July 12, 2004
@ 01:07 PM

I've had several epiphanies in the 12 months or so. I don't know how it is for other people, but the way my thinking evolves is that I've got some inexpressible "thought clouds" going around in my head for months that I can't really get on paper or talk about in any coherent way. And then, at some point, there's some catalyst and "bang", it all comes together and suddenly those clouds start raining ideas and my thinking very rapidly goes through an actual paradigm shift.

The first important epiphany occurred when Arvindra gave me a compact explanation of his very pragmatic view on Agent Technology and Queueing Networks, which booted the FABRIQ effort. Once I saw what Arvindra had done in his previous projects and I put that together with my thinking about services, a lot of things clicked. The insight that formed from there was that RPC'ish request/response interactions are very restrictive exceptions in a much larger picture where one-way messages and much more complex message flow-patterns possibly involving an arbitrary number of parties are the norm.

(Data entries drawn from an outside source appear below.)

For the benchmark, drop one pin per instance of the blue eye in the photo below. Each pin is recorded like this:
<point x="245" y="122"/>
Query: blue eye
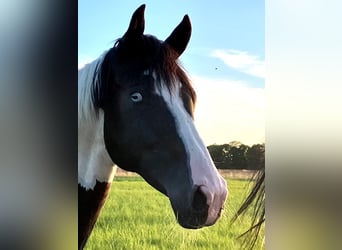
<point x="136" y="97"/>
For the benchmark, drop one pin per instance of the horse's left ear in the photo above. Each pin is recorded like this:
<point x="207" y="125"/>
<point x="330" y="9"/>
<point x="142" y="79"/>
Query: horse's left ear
<point x="137" y="24"/>
<point x="180" y="36"/>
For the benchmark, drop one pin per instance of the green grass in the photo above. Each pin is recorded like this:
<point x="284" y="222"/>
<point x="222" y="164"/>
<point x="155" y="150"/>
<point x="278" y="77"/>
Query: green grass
<point x="136" y="216"/>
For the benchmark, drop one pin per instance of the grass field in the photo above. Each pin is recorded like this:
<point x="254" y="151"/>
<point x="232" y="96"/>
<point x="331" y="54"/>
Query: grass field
<point x="138" y="217"/>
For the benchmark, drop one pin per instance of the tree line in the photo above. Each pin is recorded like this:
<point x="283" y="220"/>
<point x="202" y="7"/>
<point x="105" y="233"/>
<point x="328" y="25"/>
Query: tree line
<point x="236" y="155"/>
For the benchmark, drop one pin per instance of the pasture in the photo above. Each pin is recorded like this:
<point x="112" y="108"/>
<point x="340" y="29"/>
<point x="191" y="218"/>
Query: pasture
<point x="136" y="216"/>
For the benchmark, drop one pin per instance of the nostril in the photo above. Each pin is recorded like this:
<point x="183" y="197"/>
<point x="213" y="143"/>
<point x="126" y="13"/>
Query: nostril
<point x="200" y="201"/>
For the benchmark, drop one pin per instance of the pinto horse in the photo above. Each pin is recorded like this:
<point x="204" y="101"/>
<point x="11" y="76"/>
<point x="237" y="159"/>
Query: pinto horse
<point x="135" y="111"/>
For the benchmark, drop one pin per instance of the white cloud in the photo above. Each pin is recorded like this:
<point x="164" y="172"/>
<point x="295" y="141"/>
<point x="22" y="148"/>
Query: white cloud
<point x="242" y="61"/>
<point x="229" y="110"/>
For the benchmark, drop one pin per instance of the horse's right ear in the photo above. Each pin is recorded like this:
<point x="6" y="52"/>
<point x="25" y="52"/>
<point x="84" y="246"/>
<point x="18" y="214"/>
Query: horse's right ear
<point x="137" y="25"/>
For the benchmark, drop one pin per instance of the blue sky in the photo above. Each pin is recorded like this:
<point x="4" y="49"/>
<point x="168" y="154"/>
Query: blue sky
<point x="225" y="56"/>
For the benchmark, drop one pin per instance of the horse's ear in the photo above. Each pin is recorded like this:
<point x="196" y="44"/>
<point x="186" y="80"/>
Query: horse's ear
<point x="180" y="36"/>
<point x="137" y="25"/>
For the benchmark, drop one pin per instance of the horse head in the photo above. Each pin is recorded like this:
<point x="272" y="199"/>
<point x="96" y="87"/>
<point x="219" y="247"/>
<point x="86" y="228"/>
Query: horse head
<point x="148" y="105"/>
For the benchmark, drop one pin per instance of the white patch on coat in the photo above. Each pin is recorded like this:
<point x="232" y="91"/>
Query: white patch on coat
<point x="94" y="163"/>
<point x="203" y="171"/>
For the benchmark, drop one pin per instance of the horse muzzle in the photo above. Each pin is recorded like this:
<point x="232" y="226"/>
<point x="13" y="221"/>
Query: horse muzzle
<point x="204" y="208"/>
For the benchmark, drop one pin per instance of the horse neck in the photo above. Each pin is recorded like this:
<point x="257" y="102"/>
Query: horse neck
<point x="94" y="163"/>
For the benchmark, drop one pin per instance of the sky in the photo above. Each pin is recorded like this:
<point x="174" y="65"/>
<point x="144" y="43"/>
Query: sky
<point x="225" y="58"/>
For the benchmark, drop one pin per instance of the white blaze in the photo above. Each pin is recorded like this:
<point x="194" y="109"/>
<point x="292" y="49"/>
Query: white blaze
<point x="203" y="170"/>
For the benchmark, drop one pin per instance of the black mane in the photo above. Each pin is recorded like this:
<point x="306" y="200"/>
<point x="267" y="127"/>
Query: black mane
<point x="147" y="53"/>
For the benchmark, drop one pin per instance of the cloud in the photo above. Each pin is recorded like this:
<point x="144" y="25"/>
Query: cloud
<point x="228" y="110"/>
<point x="241" y="61"/>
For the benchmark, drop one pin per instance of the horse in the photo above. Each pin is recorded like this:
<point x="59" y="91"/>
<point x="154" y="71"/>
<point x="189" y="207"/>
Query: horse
<point x="136" y="111"/>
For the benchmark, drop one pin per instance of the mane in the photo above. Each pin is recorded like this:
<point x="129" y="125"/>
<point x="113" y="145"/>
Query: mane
<point x="88" y="78"/>
<point x="255" y="200"/>
<point x="148" y="53"/>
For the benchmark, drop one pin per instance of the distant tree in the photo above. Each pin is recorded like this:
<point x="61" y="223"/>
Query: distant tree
<point x="256" y="157"/>
<point x="236" y="155"/>
<point x="217" y="154"/>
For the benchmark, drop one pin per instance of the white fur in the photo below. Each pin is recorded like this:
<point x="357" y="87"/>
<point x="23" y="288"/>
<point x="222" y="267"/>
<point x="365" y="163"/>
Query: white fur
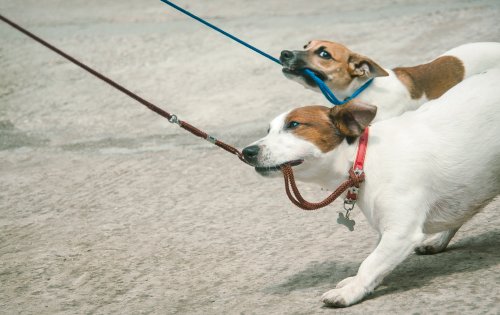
<point x="392" y="97"/>
<point x="427" y="171"/>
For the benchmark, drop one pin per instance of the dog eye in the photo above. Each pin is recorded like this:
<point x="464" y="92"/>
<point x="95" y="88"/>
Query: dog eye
<point x="292" y="125"/>
<point x="324" y="54"/>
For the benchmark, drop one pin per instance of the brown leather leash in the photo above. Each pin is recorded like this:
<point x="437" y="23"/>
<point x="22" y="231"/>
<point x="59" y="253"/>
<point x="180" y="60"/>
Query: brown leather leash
<point x="296" y="198"/>
<point x="286" y="168"/>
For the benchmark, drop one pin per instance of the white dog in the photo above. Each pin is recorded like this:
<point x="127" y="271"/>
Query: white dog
<point x="427" y="171"/>
<point x="393" y="91"/>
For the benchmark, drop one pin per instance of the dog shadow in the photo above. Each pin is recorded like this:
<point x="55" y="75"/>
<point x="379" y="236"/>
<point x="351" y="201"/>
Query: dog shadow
<point x="467" y="255"/>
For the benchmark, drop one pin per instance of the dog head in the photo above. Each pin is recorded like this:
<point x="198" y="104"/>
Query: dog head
<point x="308" y="134"/>
<point x="333" y="63"/>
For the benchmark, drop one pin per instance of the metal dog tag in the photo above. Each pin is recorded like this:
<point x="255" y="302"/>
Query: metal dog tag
<point x="344" y="220"/>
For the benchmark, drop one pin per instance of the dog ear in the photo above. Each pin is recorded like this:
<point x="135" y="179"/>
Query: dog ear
<point x="361" y="66"/>
<point x="352" y="118"/>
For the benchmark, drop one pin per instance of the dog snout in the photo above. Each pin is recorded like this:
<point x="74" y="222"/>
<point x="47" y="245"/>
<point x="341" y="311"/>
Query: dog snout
<point x="286" y="55"/>
<point x="251" y="154"/>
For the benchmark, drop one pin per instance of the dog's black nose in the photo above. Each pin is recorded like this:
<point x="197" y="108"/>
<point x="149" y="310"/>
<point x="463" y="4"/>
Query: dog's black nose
<point x="250" y="153"/>
<point x="286" y="55"/>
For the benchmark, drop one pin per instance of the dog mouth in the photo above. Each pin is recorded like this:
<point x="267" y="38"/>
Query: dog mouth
<point x="299" y="72"/>
<point x="267" y="170"/>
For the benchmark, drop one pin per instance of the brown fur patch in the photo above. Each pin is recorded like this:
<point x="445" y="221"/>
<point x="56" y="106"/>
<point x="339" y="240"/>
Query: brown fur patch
<point x="432" y="79"/>
<point x="315" y="126"/>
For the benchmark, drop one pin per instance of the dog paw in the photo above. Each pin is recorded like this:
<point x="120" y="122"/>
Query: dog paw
<point x="344" y="296"/>
<point x="344" y="282"/>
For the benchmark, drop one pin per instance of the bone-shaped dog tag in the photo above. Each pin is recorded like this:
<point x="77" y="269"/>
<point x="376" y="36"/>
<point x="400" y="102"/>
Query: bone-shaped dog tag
<point x="344" y="220"/>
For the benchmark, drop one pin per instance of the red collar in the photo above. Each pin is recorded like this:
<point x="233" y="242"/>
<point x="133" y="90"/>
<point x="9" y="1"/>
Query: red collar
<point x="358" y="168"/>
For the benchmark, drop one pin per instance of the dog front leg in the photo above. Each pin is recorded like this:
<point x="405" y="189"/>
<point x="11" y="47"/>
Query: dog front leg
<point x="436" y="243"/>
<point x="392" y="249"/>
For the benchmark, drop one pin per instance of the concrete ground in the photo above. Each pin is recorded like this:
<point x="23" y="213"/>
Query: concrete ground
<point x="105" y="208"/>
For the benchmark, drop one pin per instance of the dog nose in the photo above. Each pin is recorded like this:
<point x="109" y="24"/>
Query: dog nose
<point x="250" y="153"/>
<point x="286" y="55"/>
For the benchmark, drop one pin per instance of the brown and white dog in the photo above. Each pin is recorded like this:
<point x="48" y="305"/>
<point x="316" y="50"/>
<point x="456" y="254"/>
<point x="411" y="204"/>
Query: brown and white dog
<point x="393" y="91"/>
<point x="426" y="172"/>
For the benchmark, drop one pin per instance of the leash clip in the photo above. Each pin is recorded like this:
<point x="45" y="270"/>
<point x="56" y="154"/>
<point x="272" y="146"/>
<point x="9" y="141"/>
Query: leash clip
<point x="349" y="204"/>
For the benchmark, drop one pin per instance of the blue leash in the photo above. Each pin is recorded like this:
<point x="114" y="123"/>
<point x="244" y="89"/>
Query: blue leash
<point x="322" y="86"/>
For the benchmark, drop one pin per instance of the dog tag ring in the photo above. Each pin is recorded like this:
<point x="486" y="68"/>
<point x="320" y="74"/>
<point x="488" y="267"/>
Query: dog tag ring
<point x="345" y="221"/>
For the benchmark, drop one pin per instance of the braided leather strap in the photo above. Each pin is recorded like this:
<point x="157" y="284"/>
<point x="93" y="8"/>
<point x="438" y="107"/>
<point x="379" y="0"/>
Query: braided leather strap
<point x="297" y="199"/>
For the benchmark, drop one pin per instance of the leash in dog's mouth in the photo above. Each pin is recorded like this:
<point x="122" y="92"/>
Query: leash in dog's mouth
<point x="275" y="168"/>
<point x="301" y="72"/>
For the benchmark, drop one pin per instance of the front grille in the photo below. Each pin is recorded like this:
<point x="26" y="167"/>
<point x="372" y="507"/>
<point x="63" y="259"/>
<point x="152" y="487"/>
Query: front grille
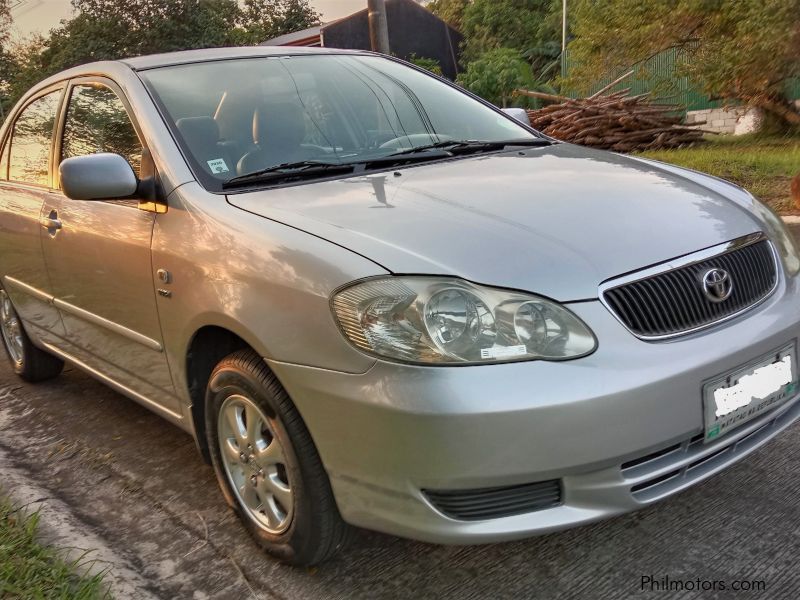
<point x="672" y="302"/>
<point x="493" y="503"/>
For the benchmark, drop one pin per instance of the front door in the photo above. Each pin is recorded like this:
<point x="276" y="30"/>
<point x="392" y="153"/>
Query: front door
<point x="98" y="255"/>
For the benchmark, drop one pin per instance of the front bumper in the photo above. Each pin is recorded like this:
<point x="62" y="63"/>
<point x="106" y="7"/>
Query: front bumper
<point x="618" y="428"/>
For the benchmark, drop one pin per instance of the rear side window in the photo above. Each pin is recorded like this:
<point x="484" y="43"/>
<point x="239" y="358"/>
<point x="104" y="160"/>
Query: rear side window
<point x="97" y="121"/>
<point x="4" y="161"/>
<point x="29" y="158"/>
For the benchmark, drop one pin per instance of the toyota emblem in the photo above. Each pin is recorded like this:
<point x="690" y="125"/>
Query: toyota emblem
<point x="717" y="285"/>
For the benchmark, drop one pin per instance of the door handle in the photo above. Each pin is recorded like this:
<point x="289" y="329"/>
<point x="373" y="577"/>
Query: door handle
<point x="51" y="222"/>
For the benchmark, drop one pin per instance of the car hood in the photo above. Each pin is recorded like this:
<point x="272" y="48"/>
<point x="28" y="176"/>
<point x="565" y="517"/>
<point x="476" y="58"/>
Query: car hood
<point x="556" y="221"/>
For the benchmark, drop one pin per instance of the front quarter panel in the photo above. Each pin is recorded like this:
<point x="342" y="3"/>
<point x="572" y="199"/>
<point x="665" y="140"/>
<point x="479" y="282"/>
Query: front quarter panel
<point x="266" y="282"/>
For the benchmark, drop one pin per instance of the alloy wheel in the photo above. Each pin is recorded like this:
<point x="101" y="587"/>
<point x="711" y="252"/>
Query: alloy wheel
<point x="255" y="463"/>
<point x="11" y="328"/>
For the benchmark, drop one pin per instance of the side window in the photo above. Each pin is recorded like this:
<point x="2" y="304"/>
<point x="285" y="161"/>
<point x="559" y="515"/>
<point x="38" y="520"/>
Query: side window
<point x="4" y="160"/>
<point x="97" y="121"/>
<point x="29" y="158"/>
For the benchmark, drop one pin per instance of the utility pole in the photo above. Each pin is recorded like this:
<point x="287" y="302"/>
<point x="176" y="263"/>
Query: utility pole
<point x="378" y="26"/>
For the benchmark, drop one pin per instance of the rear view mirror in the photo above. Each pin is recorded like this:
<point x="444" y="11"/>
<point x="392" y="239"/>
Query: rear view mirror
<point x="101" y="176"/>
<point x="520" y="114"/>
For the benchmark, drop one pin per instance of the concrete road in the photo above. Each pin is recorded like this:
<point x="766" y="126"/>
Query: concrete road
<point x="137" y="483"/>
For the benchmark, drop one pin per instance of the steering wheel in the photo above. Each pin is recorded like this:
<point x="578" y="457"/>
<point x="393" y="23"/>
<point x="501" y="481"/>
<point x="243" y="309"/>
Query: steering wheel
<point x="407" y="142"/>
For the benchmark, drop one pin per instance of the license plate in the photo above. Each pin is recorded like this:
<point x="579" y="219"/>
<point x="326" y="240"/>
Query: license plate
<point x="733" y="399"/>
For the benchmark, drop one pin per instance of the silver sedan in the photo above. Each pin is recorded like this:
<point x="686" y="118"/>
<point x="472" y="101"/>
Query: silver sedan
<point x="374" y="299"/>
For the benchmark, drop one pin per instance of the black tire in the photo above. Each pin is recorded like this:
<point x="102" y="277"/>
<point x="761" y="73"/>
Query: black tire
<point x="32" y="364"/>
<point x="316" y="530"/>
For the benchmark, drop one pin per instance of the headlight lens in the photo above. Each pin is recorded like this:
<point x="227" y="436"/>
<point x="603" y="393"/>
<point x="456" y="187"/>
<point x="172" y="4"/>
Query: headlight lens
<point x="781" y="237"/>
<point x="434" y="320"/>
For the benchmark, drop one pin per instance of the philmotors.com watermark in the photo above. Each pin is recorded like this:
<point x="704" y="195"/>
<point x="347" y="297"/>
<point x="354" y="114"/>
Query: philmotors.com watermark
<point x="665" y="583"/>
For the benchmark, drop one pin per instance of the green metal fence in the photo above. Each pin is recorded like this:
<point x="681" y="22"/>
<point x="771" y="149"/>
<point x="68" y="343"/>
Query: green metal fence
<point x="658" y="76"/>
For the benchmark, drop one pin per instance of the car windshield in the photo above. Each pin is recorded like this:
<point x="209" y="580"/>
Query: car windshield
<point x="238" y="117"/>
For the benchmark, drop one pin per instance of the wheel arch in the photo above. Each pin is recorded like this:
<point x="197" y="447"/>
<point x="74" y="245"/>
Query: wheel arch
<point x="207" y="347"/>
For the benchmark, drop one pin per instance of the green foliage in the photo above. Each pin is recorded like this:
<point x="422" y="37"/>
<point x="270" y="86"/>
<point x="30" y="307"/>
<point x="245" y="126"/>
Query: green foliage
<point x="449" y="11"/>
<point x="764" y="164"/>
<point x="735" y="50"/>
<point x="429" y="64"/>
<point x="30" y="570"/>
<point x="261" y="20"/>
<point x="530" y="26"/>
<point x="496" y="74"/>
<point x="112" y="29"/>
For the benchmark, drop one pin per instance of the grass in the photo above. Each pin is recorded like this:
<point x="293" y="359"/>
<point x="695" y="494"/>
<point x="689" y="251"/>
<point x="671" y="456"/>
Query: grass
<point x="32" y="570"/>
<point x="763" y="164"/>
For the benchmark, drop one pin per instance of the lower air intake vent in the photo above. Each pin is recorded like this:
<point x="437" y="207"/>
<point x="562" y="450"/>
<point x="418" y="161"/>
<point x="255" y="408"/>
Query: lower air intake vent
<point x="493" y="503"/>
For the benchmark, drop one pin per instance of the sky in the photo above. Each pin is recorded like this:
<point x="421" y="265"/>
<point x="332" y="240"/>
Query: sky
<point x="32" y="16"/>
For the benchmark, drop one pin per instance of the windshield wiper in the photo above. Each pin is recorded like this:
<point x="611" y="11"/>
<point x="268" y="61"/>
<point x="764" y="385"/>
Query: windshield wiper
<point x="466" y="146"/>
<point x="296" y="171"/>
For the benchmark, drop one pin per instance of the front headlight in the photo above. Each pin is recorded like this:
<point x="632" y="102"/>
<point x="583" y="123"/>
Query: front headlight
<point x="437" y="320"/>
<point x="781" y="237"/>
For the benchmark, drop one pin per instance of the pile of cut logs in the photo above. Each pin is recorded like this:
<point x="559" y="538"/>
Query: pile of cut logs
<point x="613" y="121"/>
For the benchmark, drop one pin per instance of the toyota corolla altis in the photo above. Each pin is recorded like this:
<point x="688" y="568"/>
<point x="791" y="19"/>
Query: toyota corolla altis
<point x="374" y="299"/>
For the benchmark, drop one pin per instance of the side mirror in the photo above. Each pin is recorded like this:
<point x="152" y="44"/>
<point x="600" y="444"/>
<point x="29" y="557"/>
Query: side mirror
<point x="520" y="114"/>
<point x="101" y="176"/>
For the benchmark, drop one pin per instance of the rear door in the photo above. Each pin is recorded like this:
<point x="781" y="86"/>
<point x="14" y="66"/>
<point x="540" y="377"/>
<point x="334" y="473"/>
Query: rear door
<point x="25" y="184"/>
<point x="98" y="257"/>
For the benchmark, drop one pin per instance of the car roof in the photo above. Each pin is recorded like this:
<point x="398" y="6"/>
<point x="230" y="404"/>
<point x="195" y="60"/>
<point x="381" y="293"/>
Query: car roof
<point x="115" y="68"/>
<point x="208" y="54"/>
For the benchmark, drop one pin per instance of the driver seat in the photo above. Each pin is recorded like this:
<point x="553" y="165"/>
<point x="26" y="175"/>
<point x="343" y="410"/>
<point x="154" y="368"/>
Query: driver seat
<point x="278" y="133"/>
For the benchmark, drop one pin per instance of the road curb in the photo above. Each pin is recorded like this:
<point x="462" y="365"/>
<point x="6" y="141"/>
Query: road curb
<point x="61" y="528"/>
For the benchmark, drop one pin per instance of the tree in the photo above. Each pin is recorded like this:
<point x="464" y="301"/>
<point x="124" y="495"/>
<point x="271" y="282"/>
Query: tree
<point x="7" y="69"/>
<point x="261" y="20"/>
<point x="113" y="29"/>
<point x="429" y="64"/>
<point x="736" y="50"/>
<point x="496" y="74"/>
<point x="530" y="26"/>
<point x="449" y="11"/>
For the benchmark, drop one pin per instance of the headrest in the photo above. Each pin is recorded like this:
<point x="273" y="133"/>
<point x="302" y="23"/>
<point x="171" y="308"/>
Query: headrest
<point x="281" y="125"/>
<point x="200" y="133"/>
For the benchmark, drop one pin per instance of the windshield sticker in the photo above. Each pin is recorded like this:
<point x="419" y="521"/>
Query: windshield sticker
<point x="218" y="166"/>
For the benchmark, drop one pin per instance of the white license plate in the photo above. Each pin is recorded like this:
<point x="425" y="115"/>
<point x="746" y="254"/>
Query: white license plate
<point x="733" y="399"/>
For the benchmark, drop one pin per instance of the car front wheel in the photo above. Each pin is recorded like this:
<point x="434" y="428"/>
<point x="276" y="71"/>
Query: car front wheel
<point x="28" y="361"/>
<point x="267" y="465"/>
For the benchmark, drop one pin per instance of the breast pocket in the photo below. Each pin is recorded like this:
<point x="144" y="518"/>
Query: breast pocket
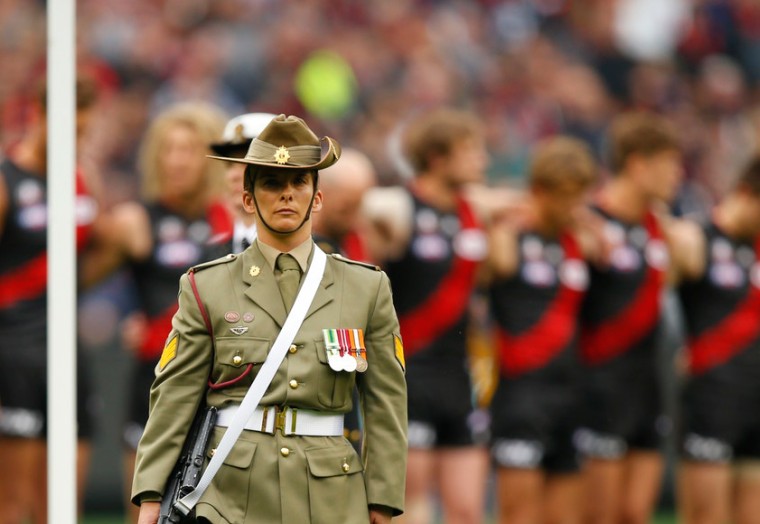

The second struck me while on stage in Amsterdam and during the "The Nerd, The Suit, and the Fortune Teller" play as Pat and myself were discussing Service Oriented User Interaction. (You need to understand that we had very limited time for preparation and hence we had a good outline, but the rest of the script essentially said "go with the flow" and so most of it was pure improvisation theater). The insight that formed can (with all due respect) be shortened "the user is just another service". Not only users shall drive the interaction by issuing messages (commands) to a systems for which they expect one or more out of a set of possible replies, but there should also be a way how systems can be drive an interaction by issuing messages to users expecting one or more out of a set of possible replies. There is no good reason why any of these two directions of driving the interaction should receive preferred treatment. There is no client and there is no server. There are just roles in interactions. That moment, the 3-layer/3-tier model of building applications died a quick and painless death in my head. I think I have a new one, but the clouds are still raining ideas. Too early for details. Come back and ask in a few months.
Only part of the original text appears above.